Diversification Opportunities for Aim Investment and Short-intermediate
-0.04 | Correlation Coefficient |
Good diversification
The 3 months correlation between Aim and Short-intermediate is -0.04. Overlapping area represents the amount of risk that can be diversified away by holding Aim Investment Secs and Short Intermediate Bond Fund in the same portfolio, assuming nothing else is changed. The correlation between historical prices or returns on Short Intermediate Bond and Aim Investment is a relative statistical measure of the degree to which these equity instruments tend to move together. The correlation coefficient measures the extent to which returns on Aim Investment Secs are associated (or correlated) with Short-intermediate. Values of the correlation coefficient range from -1 to +1, where. The correlation of zero (0) is possible when the price movement of Short Intermediate Bond has no effect on the direction of Aim Investment i.e., Aim Investment and Short-intermediate go up and down completely randomly.
Pair Corralation between Aim Investment and Short-intermediate
Assuming the 90 days horizon Aim Investment is expected to generate 1.45 times less return on investment than Short-intermediate. But when comparing it to its historical volatility, Aim Investment Secs is 1.29 times less risky than Short-intermediate. It trades about 0.12 of its potential returns per unit of risk. Short Intermediate Bond Fund is currently generating about 0.13 of returns per unit of risk over similar time horizon. If you would invest 829.00 in Short Intermediate Bond Fund on August 27, 2024 and sell it today you would earn a total of 78.00 from holding Short Intermediate Bond Fund or generate 9.41% return on investment over 90 days.

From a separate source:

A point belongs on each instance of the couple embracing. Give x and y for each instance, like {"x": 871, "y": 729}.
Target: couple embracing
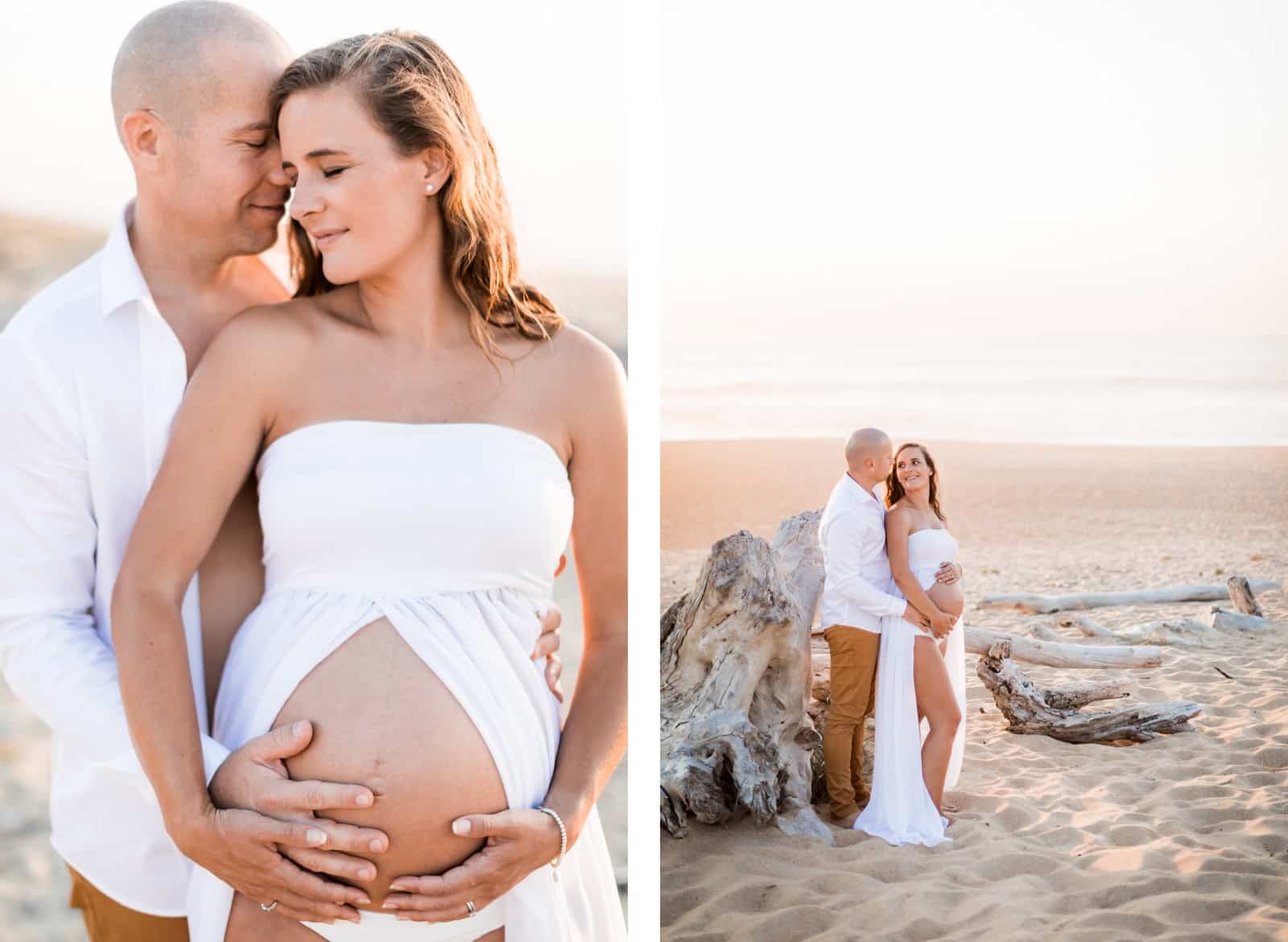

Time Period | 3 Months [change] |
Direction | Moves Against |
Strength | Insignificant |
Accuracy | 100.0% |
Values | Daily Returns |
Aim Investment Secs vs. Short Intermediate Bond Fund
Performance |
Timeline |
Aim Investment Secs |
Short Intermediate Bond |
Aim Investment and Short-intermediate Volatility Contrast
Predicted Return Density |
Returns |
Pair Trading with Aim Investment and Short-intermediate
The main advantage of trading using opposite Aim Investment and Short-intermediate positions is that it hedges away some unsystematic risk. Because of two separate transactions, even if Aim Investment position performs unexpectedly, Short-intermediate can make up some of the losses. Pair trading also minimizes risk from directional movements in the market. For example, if an entire industry or sector drops because of unexpected headlines, the short position in Short-intermediate will offset losses from the drop in Short-intermediate's long position.Aim Investment vs. Vanguard Short Term Government | Aim Investment vs. Inverse Government Long | Aim Investment vs. Fidelity Series Government | Aim Investment vs. Ab Government Exchange |
Short-intermediate vs. Aim Investment Secs | Short-intermediate vs. Plan Investment | Short-intermediate vs. Pioneer Money Market | Short-intermediate vs. Massmutual Premier Funds |
Check out your portfolio center.Note that this page's information should be used as a complementary analysis to find the right mix of equity instruments to add to your existing portfolios or create a brand new portfolio. You can also try the Technical Analysis module to check basic technical indicators and analysis based on most latest market data.